In questo contesto di altissima tensione i Dimonios stanno portando a termine il loro dispiegamento nelle basi Unifil dopo aver concluso le operazioni di partenza dall’Isola e preso ufficialmente possesso dei compound destinati al contingente; la Brigata Sassari assume così la responsabilità del settore Ovest della missione nell’ambito della delicata operazione Leonte la quale viene coordinata dal comandante dei Dimonios ovvero il generale Andrea Fraticelli che si trova ora alla guida di ben 2.800 caschi blu tra i quali si contano mille italiani e oltre 500 soldati appartenenti alla gloriosa Sassari.
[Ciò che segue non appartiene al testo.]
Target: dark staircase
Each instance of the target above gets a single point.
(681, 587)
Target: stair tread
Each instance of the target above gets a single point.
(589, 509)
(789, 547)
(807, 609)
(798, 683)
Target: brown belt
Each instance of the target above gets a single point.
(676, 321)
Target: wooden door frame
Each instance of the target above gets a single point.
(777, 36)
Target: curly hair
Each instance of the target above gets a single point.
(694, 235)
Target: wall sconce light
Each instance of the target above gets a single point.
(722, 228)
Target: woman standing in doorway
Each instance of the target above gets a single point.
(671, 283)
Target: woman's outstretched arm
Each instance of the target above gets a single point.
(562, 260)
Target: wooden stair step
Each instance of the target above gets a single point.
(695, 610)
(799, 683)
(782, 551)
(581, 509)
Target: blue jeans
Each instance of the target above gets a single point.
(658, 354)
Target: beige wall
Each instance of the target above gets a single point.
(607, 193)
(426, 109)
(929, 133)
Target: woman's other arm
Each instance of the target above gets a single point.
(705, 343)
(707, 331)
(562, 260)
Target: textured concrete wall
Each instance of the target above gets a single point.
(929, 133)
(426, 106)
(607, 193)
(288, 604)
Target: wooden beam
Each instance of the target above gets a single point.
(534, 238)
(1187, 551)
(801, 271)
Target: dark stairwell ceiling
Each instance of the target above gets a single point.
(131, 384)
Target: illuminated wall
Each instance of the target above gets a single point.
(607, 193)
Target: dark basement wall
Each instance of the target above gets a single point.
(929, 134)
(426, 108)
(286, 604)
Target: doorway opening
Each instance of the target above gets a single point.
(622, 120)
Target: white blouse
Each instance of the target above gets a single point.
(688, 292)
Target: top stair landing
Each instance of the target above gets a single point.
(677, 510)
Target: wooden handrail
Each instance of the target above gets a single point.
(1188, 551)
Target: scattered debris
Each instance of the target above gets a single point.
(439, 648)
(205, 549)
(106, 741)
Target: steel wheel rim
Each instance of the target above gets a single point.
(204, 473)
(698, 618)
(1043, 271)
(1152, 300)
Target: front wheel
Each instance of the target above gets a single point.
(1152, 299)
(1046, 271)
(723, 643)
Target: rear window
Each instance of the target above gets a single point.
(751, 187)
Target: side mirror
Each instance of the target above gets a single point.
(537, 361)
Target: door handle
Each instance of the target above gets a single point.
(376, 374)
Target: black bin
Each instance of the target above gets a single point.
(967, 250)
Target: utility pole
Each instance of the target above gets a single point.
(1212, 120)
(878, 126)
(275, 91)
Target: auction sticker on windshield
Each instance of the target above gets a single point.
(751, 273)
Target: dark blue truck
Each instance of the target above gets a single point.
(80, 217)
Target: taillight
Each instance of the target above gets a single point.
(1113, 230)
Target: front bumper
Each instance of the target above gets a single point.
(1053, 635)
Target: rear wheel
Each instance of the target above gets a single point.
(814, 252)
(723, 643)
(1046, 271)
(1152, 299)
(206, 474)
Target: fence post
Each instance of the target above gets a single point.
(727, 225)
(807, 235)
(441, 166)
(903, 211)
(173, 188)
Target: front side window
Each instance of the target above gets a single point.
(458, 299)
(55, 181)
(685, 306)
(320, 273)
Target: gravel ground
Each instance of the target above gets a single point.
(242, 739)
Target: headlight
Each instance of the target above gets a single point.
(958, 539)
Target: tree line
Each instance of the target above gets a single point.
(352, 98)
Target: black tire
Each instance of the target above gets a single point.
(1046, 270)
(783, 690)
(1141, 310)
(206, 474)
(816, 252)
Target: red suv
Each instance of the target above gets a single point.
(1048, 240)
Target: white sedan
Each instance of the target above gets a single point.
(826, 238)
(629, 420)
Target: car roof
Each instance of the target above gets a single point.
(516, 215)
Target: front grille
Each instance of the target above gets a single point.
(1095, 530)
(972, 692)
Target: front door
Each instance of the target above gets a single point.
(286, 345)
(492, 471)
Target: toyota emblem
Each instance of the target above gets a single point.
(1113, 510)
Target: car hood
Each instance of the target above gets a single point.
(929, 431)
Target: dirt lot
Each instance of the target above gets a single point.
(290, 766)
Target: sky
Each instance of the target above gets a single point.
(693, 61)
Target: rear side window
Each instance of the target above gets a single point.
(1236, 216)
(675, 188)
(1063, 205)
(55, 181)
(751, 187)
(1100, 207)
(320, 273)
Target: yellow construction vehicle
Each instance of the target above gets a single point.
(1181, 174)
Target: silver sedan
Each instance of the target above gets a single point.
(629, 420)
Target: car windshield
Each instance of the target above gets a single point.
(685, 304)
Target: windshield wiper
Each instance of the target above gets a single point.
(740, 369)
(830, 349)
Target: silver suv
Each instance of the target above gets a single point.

I militari sardi risultano super impegnati in queste ore frenetiche per allestire ogni dettaglio della nuova missione e dal Comando non giungono notizie preoccupanti poiché il contingente della Brigata sta bene e ogni uomo si trova in ottime condizioni fisiche e morali oltre che pronto a operare sul campo con professionalità sotto l’egida dell’Onu; la quotidianità operativa è attualmente scandita dal rombo dei jet israeliani che passano sopra le teste dei militari sardi mentre sono diretti verso Beirut per colpire gli obiettivi individuati nella capitale libanese dove sono stati presi di mira i vertici di Hezbollah. Nonostante la complessità del momento e la vicinanza geografica con i villaggi oggetto di evacuazione i nostri fanti sardi confermano la loro solidità e la capacità di presidiare una delle aree più instabili del Medio Oriente con l’obiettivo di mantenere la pace in un territorio dove la storia e il conflitto tornano a incrociarsi pericolosamente.